UMA HISTÓRIA DE CEMITÉRIO



As duas velhinhas eram irmãs. Uma, solteira. A outra, viúva. Tinham por hábito ir, todos os sábados à tarde, ao cemitério para limpar o túmulo da família e ali depositar flores. Depois desse serviço, passeavam pelas alamedas entre túmulos, observando as lápides, as fotos, as datas, imaginando histórias.

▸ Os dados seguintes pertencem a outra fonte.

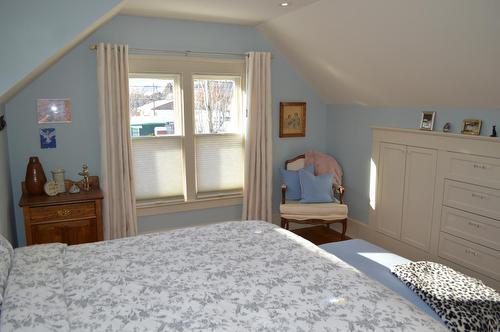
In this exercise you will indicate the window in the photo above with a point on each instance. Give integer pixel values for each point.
(218, 134)
(186, 124)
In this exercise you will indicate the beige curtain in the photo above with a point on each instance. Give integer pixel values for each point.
(257, 200)
(119, 214)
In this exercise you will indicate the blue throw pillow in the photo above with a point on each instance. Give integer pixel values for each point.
(316, 189)
(292, 182)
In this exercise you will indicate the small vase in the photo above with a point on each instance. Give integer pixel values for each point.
(35, 177)
(58, 176)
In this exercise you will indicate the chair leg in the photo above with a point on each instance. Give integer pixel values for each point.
(344, 229)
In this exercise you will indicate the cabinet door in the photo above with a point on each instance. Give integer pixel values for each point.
(70, 232)
(419, 197)
(389, 208)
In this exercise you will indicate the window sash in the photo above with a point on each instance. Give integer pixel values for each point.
(186, 70)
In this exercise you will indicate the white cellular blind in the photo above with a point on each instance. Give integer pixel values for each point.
(158, 168)
(219, 162)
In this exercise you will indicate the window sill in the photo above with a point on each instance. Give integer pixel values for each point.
(158, 208)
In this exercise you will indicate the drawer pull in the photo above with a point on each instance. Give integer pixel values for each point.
(63, 213)
(471, 252)
(480, 166)
(474, 224)
(475, 195)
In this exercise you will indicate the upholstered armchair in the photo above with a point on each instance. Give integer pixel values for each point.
(312, 213)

Próximo ao túmulo familiar havia um, todo em mármore, repleto de fotos, principalmente de jovens.
Passou a ser comum verem, diante daquele túmulo, um rapaz que permanecia longamente observando as fotos e orando, encerrando a visita com um sinal-da-cruz sobre traçado sobre si.
Nunca o rapaz dizia algo. Um dia, porém, ao chegar avistou as irmãs e, timidamente, cumprimentou-as com um leve aceno de cabeça. Na outra semana, ao reencontrarem-se, as irmãs tomaram a iniciativa de desejar ao jovem boa tarde. Tempos depois, um comentário sobre o tempo. Enfim, passaram a conversar.
As irmãs souberam que os jovens cujos retratos ornavam o túmulo de família do rapaz eram irmãos e primos mortos ao longo de anos de uma guerra entre famílias.
As irmãs ouviam a história de cada um daqueles mortos, mas tinham grande alegria em também falar dos seus.
Em certo sábado, o rapaz não apareceu, nem no outro, nem em várias semanas seguintes, fazendo, assim, com que as irmãs o fossem esquecendo.
Em um dos passeios pelo cemitério, após arrumarem as flores no túmulo recém-limpo, deteram-se no túmulo da família daquele rapaz. Foram olhando as fotos e datas, comentando entre si o que lhes vinha à mente.
De repente, a surpresa. Entre tantos retratos de jovens, lá estava o do rapaz que não mais aparecera.
A partir de então, todos os sábados passaram a colocar uma flor presa ao retrato. E aos familiares e amigos tinham uma nova história de cemitério para contar.